Het reizen door China was in deze jaren een hele onderneming, zowel door de afstanden als de onbetrouwbaarheid van de wegen. Langdurige regenval kon redelijk begaanbare routes veranderen in rivieren van modder die wekenlang onbegaanbaar bleven. Ook verdwaalde de gids weleens. Segalen schrijft uitvoerig over deze reiservaringen. Wat verbazend goed functioneerde waren de posterijen. Het is haast komisch om te lezen hoe hij en zijn Yvonne elkaar per brief wisten te bereiken terwijl de een zich in het diepste binnenland van China bevond en de ander aan boord van een schip dat op weg naar Shanghai havens als Aden, Colombo en Singapore aandeed.

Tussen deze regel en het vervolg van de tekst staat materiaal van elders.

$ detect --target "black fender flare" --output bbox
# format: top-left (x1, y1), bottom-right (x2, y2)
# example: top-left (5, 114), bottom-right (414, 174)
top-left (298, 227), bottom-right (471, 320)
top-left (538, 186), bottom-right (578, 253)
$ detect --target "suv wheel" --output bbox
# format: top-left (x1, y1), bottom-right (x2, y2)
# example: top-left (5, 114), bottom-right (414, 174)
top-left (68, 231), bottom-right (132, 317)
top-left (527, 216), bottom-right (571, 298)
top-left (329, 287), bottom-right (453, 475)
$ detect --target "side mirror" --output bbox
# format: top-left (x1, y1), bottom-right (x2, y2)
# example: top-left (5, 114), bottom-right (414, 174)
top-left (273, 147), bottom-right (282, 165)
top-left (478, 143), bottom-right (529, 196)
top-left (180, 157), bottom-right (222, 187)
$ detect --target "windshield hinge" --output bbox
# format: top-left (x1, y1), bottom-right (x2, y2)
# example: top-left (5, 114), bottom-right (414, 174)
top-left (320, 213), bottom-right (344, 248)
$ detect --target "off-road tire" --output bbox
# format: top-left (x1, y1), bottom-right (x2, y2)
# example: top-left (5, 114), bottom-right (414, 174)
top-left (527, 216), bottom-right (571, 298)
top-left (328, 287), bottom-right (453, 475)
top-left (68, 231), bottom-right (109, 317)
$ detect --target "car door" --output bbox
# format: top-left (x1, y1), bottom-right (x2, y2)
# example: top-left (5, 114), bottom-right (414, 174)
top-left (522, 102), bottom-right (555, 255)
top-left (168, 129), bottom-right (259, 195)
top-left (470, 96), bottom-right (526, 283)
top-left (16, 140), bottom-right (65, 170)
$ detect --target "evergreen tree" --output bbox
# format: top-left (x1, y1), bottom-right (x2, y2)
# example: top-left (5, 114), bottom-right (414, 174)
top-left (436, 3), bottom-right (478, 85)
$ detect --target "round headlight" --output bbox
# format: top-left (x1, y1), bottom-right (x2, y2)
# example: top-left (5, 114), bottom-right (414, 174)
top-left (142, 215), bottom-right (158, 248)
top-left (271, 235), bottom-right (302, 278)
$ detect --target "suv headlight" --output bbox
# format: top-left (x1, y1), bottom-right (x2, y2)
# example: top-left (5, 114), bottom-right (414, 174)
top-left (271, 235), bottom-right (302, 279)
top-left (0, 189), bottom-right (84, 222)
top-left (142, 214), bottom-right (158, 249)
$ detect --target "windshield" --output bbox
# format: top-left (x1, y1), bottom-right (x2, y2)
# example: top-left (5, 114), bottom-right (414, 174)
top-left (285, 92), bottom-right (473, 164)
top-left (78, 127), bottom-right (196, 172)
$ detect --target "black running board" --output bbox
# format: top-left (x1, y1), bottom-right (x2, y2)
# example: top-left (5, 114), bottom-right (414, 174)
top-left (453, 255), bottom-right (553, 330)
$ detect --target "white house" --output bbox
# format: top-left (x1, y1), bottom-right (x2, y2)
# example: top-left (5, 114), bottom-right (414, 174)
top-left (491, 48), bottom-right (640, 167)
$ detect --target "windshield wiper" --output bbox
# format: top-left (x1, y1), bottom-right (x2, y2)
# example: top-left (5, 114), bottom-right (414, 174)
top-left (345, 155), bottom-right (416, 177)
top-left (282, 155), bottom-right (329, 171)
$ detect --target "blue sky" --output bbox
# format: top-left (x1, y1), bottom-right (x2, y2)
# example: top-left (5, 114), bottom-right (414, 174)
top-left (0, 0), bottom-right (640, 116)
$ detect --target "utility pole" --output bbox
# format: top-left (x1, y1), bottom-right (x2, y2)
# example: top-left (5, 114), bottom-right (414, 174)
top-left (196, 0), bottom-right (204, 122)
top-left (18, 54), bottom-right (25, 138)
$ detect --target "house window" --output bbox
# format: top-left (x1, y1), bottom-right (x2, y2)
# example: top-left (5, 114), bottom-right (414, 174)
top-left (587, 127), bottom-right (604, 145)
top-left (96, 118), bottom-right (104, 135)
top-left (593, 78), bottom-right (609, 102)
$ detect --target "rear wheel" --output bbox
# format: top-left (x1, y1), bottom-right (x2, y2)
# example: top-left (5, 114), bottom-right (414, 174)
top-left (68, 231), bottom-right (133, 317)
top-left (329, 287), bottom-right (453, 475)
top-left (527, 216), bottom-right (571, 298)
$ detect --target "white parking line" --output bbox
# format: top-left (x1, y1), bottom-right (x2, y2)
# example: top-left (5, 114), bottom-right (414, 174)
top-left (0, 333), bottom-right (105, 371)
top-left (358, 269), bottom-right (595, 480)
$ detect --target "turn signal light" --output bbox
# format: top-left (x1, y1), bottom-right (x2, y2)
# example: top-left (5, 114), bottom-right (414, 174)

In 1906, kort na terugkomst van zijn reis naar Polynesië, had Segalen verklaard: ‘Ik ben geboren om te zwerven, om alles te zien en te voelen wat er op de wereld gezien en gevoeld kan worden. Ik wil mijn collectie uitbreiden. Om te beginnen met het Verre Oosten’. Dat Verre Oosten, in dit geval China, beviel hem zo dat hij er na zijn trektocht een poos met Yvonne zou blijven wonen. Nog tijdens de reis schreef hij haar met de gedachte te spelen in Saigon of Peking een goedlopende huisartsenpraktijk over te nemen. Zo’n definitief thuis werd China niet voor hem en zijn gezin, maar hij zou er wel enkele jaren blijven. Het waren gelukkige jaren. Hij reisde rond voor archeologisch onderzoek, waarbij hij opzienbarende ontdekkingen deed. Daartussendoor gaf hij colleges aan de medische faculteit in Tianjin en werd hij in 1912 benoemd tot privé-arts van Yuan Shikai, de eerste president van de Republiek China.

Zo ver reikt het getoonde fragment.